My Hindu Friend unfurls the story of Diego (Willem Dafoe) methodically, with the mixture of matter-of-fact realism and dreamlike romanticism that one should expect from writer/director Héctor Babenco. The former finds grounding in Pixote, Babenco’s documentary-esque 1980 film about Brazil’s delinquent youth; elements of the latter can be traced to Kiss of the Spider Woman, Babenco’s transcendent 1985 endeavor to bring Latin American magical realism into the mainstream. It’s fitting that Babenco’s own art impact My Hindu Friend, as the film is based on true events from his life. Inasmuch as Diego is a stand-in for Babenco, the inextricability of art and “survival” is always at the forefront.
The title refers to correspondence Diego has with a young Hindu boy he meets in the treatment center. The most fantastical elements in My Hindu Friend involve Diego and the boy seemingly reenacting films or creating their own at Diego’s direction, all within the bounds of the hospital walls. We’re never quite let in on whether these scenes are simply depictions of their conversations, but Babenco communicates that the importance of their relationship lies in the exchange of stories. One of the film’s least-fantastical moments, conversely, also comes via a note from Diego’s friend, who tells him that he “never forgot your stories.”
Taken as a whole, My Hindu Friend finds good company amongst other self-portraits by directors and writers who, for better or worse, have found some measure of fame while attempting to create meaningful art. It carries the sense of finality found in Huston’s The Dead or Welles’s The Other Side of the Wind, only strengthened once you learn these were the final films by their respective creators. Hindu perhaps shares most kinship with a film that would come out a few years later: Almodóvar’s Pain and Glory, one of 2019’s best, also about an ailing director reflecting on his past. Both are honest to a fault, unafraid to explore anything from the complexities of human sexuality to the banality of being treated as “sick” by friends and family.
In service of that honesty, many stretches of the film find Diego simply answering questions that are posed to him. It seems innocuous at first, doctors checking in on him from time to time to gather information about the man in front of them. Do you need anything? How’s your pain level? How about on a scale of one to ten? The relentless string of questions threatens at times to become overbearing, and maybe we feel as penned in as Diego does when facing such an inquisition.
Eventually, though, in witnessing his varying responses, we can trace Diego’s thoughts and feelings beneath whatever he happens to be saying out loud. At one point a group of socialites visits him as if he’s an animal in a zoo. They grill him about his momentary death and “resurrection”, asking him everything about the afterlife, whether it’s an amicable climate (“it’s hot,” says Diego), whether they accept American Express (“better off bringing cash”), whether God was present (“he was at his AA meeting”). It’s as mischievous as we’ve seen Diego, compellingly fabricating these little lies that seem to satisfy his interrogators. In being asked to tell a story about a miracle, Diego thrives.
Elsewhere, when asked by a clipboard-wielding nurse about himself and the progression of his disease, Diego’s decidedly less vibrant. Any problems with your marriage? Diego says no, though we know differently. How’s your sex life?

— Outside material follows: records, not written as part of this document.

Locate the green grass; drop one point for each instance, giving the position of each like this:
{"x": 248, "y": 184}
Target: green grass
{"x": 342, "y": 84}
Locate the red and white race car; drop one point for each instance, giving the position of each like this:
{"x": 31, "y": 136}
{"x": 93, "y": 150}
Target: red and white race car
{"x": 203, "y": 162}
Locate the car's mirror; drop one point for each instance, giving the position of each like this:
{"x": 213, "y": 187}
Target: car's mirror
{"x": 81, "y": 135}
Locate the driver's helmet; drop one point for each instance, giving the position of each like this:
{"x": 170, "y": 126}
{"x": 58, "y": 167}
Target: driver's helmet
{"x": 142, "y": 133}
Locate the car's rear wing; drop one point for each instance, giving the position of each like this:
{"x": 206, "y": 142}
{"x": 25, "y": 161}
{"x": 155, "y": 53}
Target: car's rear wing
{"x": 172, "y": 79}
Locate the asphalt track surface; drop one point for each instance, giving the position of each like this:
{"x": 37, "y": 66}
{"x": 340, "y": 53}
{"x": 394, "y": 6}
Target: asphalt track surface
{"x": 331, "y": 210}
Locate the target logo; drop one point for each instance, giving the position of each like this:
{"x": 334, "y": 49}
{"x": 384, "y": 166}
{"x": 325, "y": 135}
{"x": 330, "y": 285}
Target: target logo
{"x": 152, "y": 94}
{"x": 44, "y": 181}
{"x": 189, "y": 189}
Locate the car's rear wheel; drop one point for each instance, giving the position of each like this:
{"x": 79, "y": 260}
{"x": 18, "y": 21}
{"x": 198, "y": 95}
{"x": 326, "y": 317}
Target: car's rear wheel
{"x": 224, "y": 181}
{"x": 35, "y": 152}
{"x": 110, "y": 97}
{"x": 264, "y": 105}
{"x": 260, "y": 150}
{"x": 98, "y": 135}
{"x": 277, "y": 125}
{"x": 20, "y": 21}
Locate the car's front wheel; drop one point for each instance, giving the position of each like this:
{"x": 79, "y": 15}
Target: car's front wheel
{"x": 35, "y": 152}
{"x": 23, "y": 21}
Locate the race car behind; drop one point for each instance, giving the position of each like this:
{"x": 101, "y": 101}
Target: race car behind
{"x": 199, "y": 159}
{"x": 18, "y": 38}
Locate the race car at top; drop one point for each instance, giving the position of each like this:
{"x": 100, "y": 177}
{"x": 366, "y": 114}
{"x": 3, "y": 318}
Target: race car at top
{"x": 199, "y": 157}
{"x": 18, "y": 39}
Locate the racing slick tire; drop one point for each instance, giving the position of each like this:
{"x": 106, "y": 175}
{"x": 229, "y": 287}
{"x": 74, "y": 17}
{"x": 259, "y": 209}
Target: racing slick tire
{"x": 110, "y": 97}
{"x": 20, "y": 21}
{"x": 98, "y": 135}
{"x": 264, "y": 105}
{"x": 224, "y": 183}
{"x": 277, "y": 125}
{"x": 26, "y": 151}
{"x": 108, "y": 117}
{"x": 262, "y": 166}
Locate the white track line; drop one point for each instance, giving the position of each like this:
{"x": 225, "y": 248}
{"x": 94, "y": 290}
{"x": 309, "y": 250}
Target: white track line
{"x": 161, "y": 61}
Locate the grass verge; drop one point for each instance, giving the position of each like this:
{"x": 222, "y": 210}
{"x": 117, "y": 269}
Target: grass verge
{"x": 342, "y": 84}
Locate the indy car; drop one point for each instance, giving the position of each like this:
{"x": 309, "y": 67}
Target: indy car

Diego says it’s fine, though we know differently. Any thoughts of death? Diego says no. But it’s a lie, uncreative and cold, all he can possibly muster in the moment. And it’s here, in his inability to distill his mortality into words, where the cracks in his life begin to widen. His relationships depend on those words, on communication and the same honesty that Diego brings to his art, and so Diego loses those with whom he can no longer connect.
Diego’s real-life analogue may have felt similar regrets during his diagnoses and treatment for lymphatic cancer in the mid-’90s, and if so, My Hindu Friend could be seen as this storyteller’s attempt to communicate in the best way he knows how. Héctor Babenco passed away in 2016, not long after this film was completed, and so My Hindu Friend serves as a poignant swan song for an artist of unflinching honesty and everlasting imagination. We will never forget your stories.